PyData London 2024

Probabilistic Programming and Bayesian Computing with PyMC
06-14, 15:30–17:00 (Europe/London), Salisbury

Bayesian statistical methods provide powerful tools for solving various data science problems. The Bayesian approach yields easy-to-interpret results and automatically accounts for uncertainty in our estimates or predictions. Although computational challenges have historically been an obstacle, especially for new users, there are now mature probabilistic programming tools that are both efficient and easy to learn. We will use the latest release of PyMC (version 5) for this tutorial, but the concepts and techniques taught can be applied to any probabilistic programming framework.

This tutorial targets practicing and aspiring data scientists and analysts who seek to incorporate Bayesian statistics and probabilistic programming into their work. It will provide new users with an overview of Bayesian statistical methods and their applicability in various situations. Learners will also gain practical experience in applying these methods using PyMC, including the specification, fitting, and validation of models using a real-world dataset.


The tutorial's goal is to enable new users to use Bayesian methods effectively. We will keep the theory light and focus on the practical implementation of models, while still providing some statistical background for context and clarity. Since PyMC is a high-level statistical package, it's easy to overlook important details of the underlying algorithms. So we'll start the tutorial by solving a simple model using only NumPy and SciPy functions before moving on to PyMC. As a culmination of the tutorial, I will introduce "The Bayesian Workflow", reiterating the crucial steps in the process and offering helpful tips and tricks to help make Bayesian modeling fool-proof.

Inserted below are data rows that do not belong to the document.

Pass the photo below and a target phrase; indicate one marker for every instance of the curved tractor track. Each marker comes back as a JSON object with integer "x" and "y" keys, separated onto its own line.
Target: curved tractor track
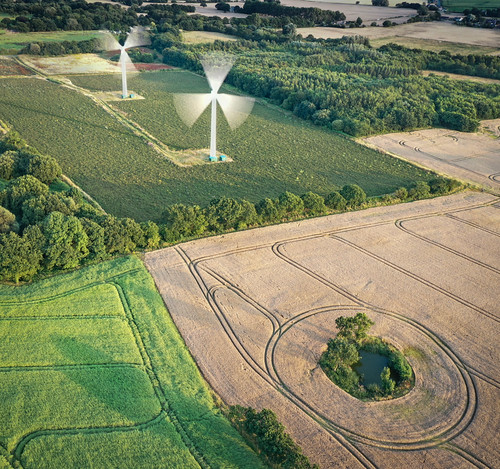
{"x": 256, "y": 309}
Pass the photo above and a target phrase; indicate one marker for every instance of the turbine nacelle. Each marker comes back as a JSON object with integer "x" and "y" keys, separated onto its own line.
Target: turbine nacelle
{"x": 236, "y": 109}
{"x": 136, "y": 37}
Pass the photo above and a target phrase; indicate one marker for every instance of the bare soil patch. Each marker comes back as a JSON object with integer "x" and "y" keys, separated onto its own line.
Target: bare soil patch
{"x": 256, "y": 309}
{"x": 9, "y": 67}
{"x": 473, "y": 157}
{"x": 367, "y": 13}
{"x": 71, "y": 64}
{"x": 445, "y": 32}
{"x": 200, "y": 37}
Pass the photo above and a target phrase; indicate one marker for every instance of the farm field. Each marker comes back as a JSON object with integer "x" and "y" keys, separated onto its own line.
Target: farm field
{"x": 471, "y": 157}
{"x": 12, "y": 42}
{"x": 93, "y": 373}
{"x": 199, "y": 37}
{"x": 460, "y": 5}
{"x": 273, "y": 152}
{"x": 446, "y": 33}
{"x": 257, "y": 308}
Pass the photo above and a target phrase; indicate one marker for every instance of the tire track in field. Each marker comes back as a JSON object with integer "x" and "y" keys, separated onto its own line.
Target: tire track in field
{"x": 195, "y": 272}
{"x": 471, "y": 407}
{"x": 400, "y": 225}
{"x": 160, "y": 393}
{"x": 416, "y": 277}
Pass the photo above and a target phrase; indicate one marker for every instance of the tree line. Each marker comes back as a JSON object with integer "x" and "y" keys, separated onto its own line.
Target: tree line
{"x": 46, "y": 229}
{"x": 351, "y": 87}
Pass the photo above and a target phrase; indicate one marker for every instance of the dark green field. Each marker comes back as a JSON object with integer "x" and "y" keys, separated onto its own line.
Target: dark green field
{"x": 93, "y": 373}
{"x": 272, "y": 151}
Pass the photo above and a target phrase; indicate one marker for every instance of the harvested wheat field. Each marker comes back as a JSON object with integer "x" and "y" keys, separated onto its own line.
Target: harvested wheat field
{"x": 473, "y": 157}
{"x": 257, "y": 308}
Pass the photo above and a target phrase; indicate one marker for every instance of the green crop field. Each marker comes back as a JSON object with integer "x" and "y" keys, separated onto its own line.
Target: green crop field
{"x": 10, "y": 41}
{"x": 93, "y": 373}
{"x": 272, "y": 151}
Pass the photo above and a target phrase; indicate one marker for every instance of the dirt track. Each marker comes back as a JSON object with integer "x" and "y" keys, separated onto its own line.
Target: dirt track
{"x": 257, "y": 307}
{"x": 473, "y": 157}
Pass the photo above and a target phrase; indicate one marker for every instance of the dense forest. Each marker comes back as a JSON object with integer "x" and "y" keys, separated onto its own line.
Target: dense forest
{"x": 46, "y": 226}
{"x": 351, "y": 87}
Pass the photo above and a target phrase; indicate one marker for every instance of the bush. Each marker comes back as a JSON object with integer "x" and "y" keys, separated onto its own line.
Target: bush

This is an introductory tutorial, so no prior experience with PyMC or Bayesian statistics is required. However, for maximum benefit, learners should be somewhat familiar with basic statistical modeling, such as regression and estimation. They should also be comfortable with using the core components of the scientific Python stack, including NumPy, pandas, and Jupyter.

This tutorial will be presented using Jupyter notebooks, enabling participants to run examples and exercises on their own computers. Two weeks prior to PyData, I will set up a GitHub repository with instructions for setting up the Python environment to run the tutorial locally.

Syllabus

  • Introduction to Probabilistic Programming (10 min)
    • What is Bayesian statistics?
    • What is a probabilistic model?
    • Doing Bayes by hand
  • A PyMC Primer (20 min)
    • Priors and likelihoods: how to choose
    • Deterministic quantities
    • Converting math to code
  • Estimating models with Markov chain Monte Carlo (25 min)
    • How can we estimate a model with sampling?
    • The Hamiltonian Monte Carlo algorithm
    • MCMC in PyMC
    • What to do when things go wrong!
  • Model checking (15 min)
    • Summarizing your model with plots and tables
    • Did our inference algorithm work as expected?
    • Is our model generating reasonable and believable results?
  • The Bayesian workflow (20 min)
    • A complete working example, from data import through to interpreting the results

Prior Knowledge Expected

No previous knowledge expected

Chris is the Principal Quantitative Analyst in Baseball Research & Development for the Philadelphia Phillies. He is interested in computational statistics, machine learning, Bayesian methods, and applied decision analysis. He hails from Vancouver, Canada and received his Ph.D. from the University of Georgia.​

Founder & CEO of PyMC Labs. Co-author of PyMC.